Some years ago it seemed that Government's plans were thwarted, when a new Constitution appeared to give Media freedom to stay single and speak the truth as freely as she saw it. Everybody seemed to like the idea, so Government grinned and swore under his breath all through the party. For a while life became unbearable for Government as Media went around declaring his underhand scandalous lucrative gettings-on in graphic detail. Turning red with embarrassment at home and abroad, Government revenged by casting aspersions on Media's patriotism.
Yet, quite unexpectedly, the tide turned in Government's favor. It all happened too fast, a haze of activities, major events in dizzying quick succession. All what Government remembers, vaguely, is that, there was an election. Somehow, amidst the nitty-gritty of keeping his ears cocked for hate speech, while diverting funds to various factions to influence the outcome, lo! Government woke up with a hangover one morning to find a groggy Media beside him in his bed.
It was awkward at first, but government liked the arrangement, and Media afterwards was not so keen to gossip about Government's dirty linen anymore. Shortly, the rumor mill buzzed with claims that Media had been severally spotted hand-washing Government's dirty linen. But these things were said in hushed tones at watering spots on the Information Superhighway, while Media herself strenuously denied everything. At the end of the day rumor is hearsay.
The election results came and went, with Media afterwards helping to propagate a conciliatory "Accept and move on" message to try help assuage whatever lingering resentments still festered in the losing demographic. Then she congratulated herself for keeping the peace, not finding Government's surreptitious winking at her inappropriate at all.
Nothing definitive would have been known, had some horrific event not occurred. Suddenly, foreign combatants, terrorists, attacked, killing indiscriminately. Rumormongers alleged that in the haste of quick response, Government's right arm and left arm shot one another in the leg. Media waited outside to hear how the battle went. Government's contradictory progress reports came in quick succession, but Media parroted them nevertheless. The contradictions pursued one another with Media asking very few clarifying questions, betraying either an unfortunate gullibility or a convenient mental vacuity. Perhaps she was afraid, maybe anxious. #WeAreOne
However, at length, after the siege was ended, CCTV footage of it appeared, reviving Media's conscience somewhat. She started to ask belated questions. Government didn't like that. "Women should know their place", he muttered aloud, "Making me look bad, that unpatriotic tattletale. I'll summon her, that'll show her!"

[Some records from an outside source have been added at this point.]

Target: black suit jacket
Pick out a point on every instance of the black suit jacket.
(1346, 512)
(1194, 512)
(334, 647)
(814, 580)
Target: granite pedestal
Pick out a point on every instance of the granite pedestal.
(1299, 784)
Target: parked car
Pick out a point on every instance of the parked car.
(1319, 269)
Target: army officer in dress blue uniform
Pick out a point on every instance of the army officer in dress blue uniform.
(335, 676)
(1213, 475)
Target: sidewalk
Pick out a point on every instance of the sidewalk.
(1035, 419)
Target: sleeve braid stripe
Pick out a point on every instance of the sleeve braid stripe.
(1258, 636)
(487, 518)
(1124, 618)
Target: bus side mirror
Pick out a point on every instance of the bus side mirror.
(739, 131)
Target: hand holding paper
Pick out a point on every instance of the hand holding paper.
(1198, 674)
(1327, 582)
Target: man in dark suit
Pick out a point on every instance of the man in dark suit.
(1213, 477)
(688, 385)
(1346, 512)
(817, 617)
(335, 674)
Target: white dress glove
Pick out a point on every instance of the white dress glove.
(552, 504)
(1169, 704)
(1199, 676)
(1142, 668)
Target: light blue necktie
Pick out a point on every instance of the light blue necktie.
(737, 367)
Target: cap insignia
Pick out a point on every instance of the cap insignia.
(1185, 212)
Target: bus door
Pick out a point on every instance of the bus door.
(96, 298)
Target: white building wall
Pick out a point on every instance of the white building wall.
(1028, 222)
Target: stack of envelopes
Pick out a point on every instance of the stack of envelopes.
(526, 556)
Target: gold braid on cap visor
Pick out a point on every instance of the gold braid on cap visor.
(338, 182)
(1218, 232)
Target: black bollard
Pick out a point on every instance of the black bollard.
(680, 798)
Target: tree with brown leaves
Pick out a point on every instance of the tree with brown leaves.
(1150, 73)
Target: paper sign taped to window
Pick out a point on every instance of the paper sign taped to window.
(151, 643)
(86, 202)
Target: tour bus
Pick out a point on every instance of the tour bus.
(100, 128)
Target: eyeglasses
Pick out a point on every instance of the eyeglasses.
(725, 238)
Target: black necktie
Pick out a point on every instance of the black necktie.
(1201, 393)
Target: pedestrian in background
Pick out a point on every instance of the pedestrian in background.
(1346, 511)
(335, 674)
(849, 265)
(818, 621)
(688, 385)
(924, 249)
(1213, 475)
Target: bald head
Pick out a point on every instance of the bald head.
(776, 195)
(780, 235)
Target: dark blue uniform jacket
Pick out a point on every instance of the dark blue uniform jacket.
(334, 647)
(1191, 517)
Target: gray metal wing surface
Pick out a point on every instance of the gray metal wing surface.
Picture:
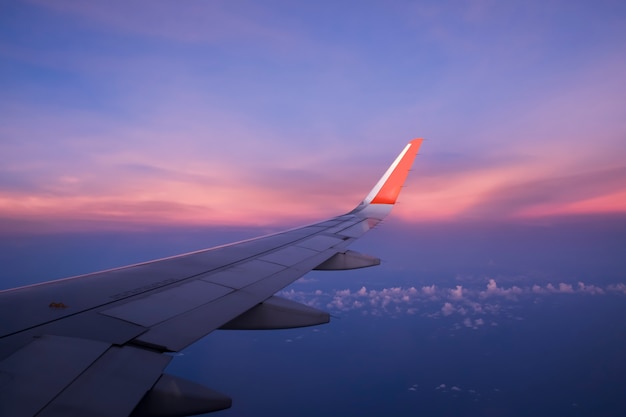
(97, 344)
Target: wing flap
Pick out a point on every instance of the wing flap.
(49, 363)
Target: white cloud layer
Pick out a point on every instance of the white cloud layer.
(471, 308)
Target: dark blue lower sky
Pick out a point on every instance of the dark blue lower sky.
(460, 320)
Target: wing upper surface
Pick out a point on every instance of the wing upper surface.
(123, 319)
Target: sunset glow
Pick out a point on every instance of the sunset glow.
(267, 116)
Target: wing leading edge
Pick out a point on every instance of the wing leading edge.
(95, 344)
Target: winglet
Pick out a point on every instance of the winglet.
(388, 188)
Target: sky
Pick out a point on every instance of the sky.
(134, 130)
(241, 113)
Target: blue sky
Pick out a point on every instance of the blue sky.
(136, 130)
(121, 113)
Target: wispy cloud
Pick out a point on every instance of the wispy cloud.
(475, 309)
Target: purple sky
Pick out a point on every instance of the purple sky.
(118, 113)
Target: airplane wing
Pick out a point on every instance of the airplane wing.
(97, 344)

This attempted Government gag against Media, indefensible as it is, can be explained as follows. Government is moving swiftly to formalize the erstwhile illicit union with Media, once and for all, in broad daylight, before the pregnancy shows. But now the unwitting bride rouses her mind from her drunken stupor, only to find herself in the thick of a shotgun wedding. Panic grips Media: she knows Government too well - he is generous (read "wasteful and unaccountable"), hence perhaps good for a fling, but certainly not marriage material. It's not too late, it seems, there may be hope yet; it appears the vows and rings have not been exchanged, nor the reluctant bride kissed yet. She determines to move heaven and hell to weasel her way out of this tight spot. Somehow. "Look," she imagines, "This officiating priest seems like a sympathetic fellow…"
For our own sake, let us help her succeed this time. Let us plead to the president to intervene for her. In the name of the not-so-new-anymore Constitution, let him not declare them man and wife.